The contemporaries of the First World War deemed it as “the war to end all wars”. The belief to the prospect of dealing by the war with the conflicts of interest between the states, on the basis of the emerging Principle of Nationalities, was enforcing these hopes. With the privilege of hindsight, we can now say that these beliefs have been proven unrealistic. The War brought about the dissolution of the Empires, the development of an anti-war sentiment to the people and the dynamic emergence in the historical scene of one of the fundamental actors of its change: Socialism.
Instead of the end of the wars, the outcome was the emergence of new opposing fronts, both outside and inside the states, the definition of new conflicts and forwarding of developments that would change forever the world’s outlook. Especially in Greece though, the First World War occupies a rather small place in the collective historical memory. Events that preceded the War, like the Balkan Wars, and mainly followed it, like the Asia Minor Catastrophe of 1922, even though they are fundamental parts of the collective historical memory in Greece, are being perceived by the people not in the context of the First World War, to which they are fully attached.
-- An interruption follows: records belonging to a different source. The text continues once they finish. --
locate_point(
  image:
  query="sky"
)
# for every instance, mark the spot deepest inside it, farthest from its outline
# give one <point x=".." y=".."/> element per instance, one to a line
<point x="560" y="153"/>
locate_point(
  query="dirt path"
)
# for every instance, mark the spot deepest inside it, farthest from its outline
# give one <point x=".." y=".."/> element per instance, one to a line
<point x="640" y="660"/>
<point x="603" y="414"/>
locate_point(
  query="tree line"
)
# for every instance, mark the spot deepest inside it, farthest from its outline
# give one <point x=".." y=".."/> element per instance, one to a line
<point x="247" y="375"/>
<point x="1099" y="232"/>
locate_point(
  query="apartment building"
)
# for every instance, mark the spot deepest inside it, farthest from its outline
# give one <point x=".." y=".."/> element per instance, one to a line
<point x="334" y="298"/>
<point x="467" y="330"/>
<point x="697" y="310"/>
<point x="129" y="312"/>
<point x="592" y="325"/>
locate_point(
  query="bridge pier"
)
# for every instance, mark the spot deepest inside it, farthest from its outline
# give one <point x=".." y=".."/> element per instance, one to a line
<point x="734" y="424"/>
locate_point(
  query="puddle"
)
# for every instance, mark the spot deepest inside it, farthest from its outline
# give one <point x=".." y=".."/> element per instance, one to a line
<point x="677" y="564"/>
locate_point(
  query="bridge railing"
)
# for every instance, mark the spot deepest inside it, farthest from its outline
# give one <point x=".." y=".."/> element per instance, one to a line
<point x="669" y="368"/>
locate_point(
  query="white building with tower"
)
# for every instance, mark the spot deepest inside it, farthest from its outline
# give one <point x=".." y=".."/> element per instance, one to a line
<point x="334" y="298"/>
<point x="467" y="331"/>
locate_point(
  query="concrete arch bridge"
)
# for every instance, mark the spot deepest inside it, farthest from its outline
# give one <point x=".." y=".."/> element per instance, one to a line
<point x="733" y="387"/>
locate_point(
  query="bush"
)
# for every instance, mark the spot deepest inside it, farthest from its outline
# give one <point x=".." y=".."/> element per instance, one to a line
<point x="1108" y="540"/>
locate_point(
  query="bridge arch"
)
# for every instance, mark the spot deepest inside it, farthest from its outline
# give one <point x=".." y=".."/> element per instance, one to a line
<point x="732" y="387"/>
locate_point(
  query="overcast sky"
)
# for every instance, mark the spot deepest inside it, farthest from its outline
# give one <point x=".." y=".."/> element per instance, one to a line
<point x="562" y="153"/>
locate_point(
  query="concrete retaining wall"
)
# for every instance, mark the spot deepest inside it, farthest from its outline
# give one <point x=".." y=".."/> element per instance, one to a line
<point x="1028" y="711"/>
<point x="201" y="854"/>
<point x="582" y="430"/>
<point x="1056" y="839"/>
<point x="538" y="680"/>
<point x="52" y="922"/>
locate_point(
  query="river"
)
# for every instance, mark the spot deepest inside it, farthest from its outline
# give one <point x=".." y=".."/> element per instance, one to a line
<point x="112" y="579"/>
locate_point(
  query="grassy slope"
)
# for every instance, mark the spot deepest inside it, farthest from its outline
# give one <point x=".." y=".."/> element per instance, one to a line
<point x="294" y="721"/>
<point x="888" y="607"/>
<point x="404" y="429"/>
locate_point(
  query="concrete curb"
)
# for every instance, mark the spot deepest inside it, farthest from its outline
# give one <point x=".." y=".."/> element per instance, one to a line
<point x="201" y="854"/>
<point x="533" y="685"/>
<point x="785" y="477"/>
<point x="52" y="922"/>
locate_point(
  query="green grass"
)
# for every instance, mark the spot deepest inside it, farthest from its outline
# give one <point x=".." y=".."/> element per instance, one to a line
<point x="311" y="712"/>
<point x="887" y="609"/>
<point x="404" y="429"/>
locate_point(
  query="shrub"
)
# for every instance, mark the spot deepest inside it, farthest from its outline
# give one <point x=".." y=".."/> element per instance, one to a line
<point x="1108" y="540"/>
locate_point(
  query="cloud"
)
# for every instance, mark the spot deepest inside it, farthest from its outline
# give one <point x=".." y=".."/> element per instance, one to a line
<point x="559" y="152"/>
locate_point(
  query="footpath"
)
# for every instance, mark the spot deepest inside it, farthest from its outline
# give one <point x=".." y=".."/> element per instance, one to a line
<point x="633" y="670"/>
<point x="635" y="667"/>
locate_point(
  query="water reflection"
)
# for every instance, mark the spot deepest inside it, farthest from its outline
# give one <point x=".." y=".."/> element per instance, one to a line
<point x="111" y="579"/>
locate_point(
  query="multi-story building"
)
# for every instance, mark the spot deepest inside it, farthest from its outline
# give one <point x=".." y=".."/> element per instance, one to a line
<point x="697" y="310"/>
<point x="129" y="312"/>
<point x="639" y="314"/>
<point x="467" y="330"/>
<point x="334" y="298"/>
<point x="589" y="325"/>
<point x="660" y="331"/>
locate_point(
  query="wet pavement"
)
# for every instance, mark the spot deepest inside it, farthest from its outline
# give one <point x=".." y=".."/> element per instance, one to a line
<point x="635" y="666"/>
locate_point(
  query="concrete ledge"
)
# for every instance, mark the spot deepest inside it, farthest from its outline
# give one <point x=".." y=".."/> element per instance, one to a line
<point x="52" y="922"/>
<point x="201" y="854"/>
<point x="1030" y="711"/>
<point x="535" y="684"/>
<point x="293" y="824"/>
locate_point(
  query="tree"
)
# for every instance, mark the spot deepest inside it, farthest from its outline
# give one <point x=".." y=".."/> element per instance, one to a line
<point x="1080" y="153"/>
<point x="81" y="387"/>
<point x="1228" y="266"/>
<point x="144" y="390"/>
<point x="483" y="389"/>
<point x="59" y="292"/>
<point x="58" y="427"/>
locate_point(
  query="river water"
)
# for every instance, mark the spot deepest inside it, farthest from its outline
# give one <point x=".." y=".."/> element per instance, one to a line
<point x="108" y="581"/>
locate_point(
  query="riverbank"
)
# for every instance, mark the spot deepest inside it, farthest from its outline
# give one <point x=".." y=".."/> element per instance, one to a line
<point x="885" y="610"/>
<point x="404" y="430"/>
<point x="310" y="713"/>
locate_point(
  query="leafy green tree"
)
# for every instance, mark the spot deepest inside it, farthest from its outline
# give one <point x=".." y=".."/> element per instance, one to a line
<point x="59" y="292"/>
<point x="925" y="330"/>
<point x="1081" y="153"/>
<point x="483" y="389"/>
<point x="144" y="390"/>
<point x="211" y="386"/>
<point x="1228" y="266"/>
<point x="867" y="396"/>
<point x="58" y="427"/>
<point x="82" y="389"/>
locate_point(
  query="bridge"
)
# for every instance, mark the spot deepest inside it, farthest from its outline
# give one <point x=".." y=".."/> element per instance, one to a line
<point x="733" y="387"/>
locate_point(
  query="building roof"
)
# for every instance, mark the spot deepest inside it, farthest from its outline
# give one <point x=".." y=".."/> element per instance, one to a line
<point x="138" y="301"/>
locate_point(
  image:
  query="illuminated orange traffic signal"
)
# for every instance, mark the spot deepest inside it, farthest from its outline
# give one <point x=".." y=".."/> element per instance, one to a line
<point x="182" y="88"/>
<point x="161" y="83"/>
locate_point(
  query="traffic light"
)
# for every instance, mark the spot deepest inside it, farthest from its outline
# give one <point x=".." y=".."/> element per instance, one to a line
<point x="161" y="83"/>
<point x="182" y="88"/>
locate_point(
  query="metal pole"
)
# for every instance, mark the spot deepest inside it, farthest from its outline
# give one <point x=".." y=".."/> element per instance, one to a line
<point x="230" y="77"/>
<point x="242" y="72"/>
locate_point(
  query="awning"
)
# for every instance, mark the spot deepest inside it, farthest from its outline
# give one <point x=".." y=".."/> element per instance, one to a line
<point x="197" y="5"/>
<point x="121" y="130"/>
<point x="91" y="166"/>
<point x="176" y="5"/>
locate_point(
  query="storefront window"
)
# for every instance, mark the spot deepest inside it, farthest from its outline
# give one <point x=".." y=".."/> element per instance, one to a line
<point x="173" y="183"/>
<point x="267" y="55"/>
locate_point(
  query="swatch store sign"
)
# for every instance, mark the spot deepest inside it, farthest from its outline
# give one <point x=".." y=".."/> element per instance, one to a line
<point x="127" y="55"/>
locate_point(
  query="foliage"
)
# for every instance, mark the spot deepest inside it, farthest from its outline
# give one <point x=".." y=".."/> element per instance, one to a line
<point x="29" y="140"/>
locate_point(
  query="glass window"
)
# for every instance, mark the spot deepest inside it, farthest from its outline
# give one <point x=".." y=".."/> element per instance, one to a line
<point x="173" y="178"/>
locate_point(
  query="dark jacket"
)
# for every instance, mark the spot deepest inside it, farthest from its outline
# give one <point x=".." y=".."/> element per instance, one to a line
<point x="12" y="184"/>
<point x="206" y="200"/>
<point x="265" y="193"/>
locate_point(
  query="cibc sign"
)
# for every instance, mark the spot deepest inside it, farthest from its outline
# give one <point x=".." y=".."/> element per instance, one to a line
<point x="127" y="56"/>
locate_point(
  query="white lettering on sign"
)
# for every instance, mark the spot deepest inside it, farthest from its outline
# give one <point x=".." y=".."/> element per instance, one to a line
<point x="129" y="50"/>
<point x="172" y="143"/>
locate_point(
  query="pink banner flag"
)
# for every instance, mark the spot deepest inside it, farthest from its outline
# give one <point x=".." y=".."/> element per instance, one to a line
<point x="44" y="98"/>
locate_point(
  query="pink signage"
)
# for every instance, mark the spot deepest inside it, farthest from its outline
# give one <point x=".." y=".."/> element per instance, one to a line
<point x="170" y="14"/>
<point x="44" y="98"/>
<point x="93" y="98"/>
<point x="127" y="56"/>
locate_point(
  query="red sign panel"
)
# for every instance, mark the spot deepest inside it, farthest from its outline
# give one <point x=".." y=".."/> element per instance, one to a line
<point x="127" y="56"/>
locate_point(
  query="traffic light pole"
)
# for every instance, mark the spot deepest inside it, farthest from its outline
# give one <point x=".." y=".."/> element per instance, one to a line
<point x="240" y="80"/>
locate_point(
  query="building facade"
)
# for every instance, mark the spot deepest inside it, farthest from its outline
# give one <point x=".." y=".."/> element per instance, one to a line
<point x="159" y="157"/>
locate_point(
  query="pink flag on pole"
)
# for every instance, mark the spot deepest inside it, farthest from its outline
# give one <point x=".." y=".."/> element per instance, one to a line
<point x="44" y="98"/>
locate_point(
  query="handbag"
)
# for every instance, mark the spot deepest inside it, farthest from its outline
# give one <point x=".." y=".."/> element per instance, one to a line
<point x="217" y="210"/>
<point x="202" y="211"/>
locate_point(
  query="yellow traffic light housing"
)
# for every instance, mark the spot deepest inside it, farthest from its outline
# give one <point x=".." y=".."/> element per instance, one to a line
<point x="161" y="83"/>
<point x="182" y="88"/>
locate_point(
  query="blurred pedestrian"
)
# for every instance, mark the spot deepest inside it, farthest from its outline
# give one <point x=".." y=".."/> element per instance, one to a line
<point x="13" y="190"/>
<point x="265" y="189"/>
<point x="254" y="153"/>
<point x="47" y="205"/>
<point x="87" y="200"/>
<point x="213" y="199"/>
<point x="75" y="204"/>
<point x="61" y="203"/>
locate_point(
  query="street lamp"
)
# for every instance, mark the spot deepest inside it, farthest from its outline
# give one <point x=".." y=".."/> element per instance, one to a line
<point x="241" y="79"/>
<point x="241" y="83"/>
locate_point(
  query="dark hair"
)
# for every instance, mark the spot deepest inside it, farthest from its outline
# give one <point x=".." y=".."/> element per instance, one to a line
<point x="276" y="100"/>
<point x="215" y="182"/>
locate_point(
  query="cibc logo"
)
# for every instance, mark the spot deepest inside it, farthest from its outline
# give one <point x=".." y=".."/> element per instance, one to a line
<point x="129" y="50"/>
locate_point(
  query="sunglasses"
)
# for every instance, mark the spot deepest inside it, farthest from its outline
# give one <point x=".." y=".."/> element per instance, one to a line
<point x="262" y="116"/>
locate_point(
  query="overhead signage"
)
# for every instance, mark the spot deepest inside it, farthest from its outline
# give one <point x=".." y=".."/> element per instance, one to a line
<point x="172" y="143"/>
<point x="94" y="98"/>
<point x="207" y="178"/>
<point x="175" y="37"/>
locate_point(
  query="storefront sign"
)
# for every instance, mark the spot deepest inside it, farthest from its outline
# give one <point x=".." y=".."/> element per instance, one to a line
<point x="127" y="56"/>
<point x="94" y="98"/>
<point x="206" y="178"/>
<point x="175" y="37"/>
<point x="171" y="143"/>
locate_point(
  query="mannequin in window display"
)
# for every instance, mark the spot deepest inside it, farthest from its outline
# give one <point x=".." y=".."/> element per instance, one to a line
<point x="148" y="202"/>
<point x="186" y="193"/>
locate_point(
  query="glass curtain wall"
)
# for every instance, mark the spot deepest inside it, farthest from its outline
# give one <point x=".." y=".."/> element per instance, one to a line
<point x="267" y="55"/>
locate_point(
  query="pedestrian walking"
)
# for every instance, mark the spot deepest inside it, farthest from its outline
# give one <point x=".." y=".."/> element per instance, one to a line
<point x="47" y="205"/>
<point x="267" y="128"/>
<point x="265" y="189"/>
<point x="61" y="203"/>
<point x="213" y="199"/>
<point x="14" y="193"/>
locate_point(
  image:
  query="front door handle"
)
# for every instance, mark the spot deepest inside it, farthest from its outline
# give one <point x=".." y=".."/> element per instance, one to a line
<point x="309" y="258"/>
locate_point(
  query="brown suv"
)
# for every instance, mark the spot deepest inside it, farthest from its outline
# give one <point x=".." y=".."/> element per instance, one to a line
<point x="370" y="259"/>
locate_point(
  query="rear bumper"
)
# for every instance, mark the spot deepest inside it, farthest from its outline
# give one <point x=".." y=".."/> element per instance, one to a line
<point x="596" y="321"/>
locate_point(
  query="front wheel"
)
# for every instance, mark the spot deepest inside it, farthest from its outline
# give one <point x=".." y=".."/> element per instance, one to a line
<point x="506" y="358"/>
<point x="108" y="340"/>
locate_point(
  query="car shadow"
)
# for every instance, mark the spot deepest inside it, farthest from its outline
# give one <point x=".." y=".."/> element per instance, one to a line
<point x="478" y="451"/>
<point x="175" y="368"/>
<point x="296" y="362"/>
The first part of the talks aims to present the developments leading to the War, emphasizing to the European and Greek Left in a wider perspective that wishes to examine the Greek situation as a part of the worldwide changes that convulsed the world. In the first talk, on the National Question issue, the key speaker will be Walter Baier, coordinator of the transform! network, which is supporting the history talks.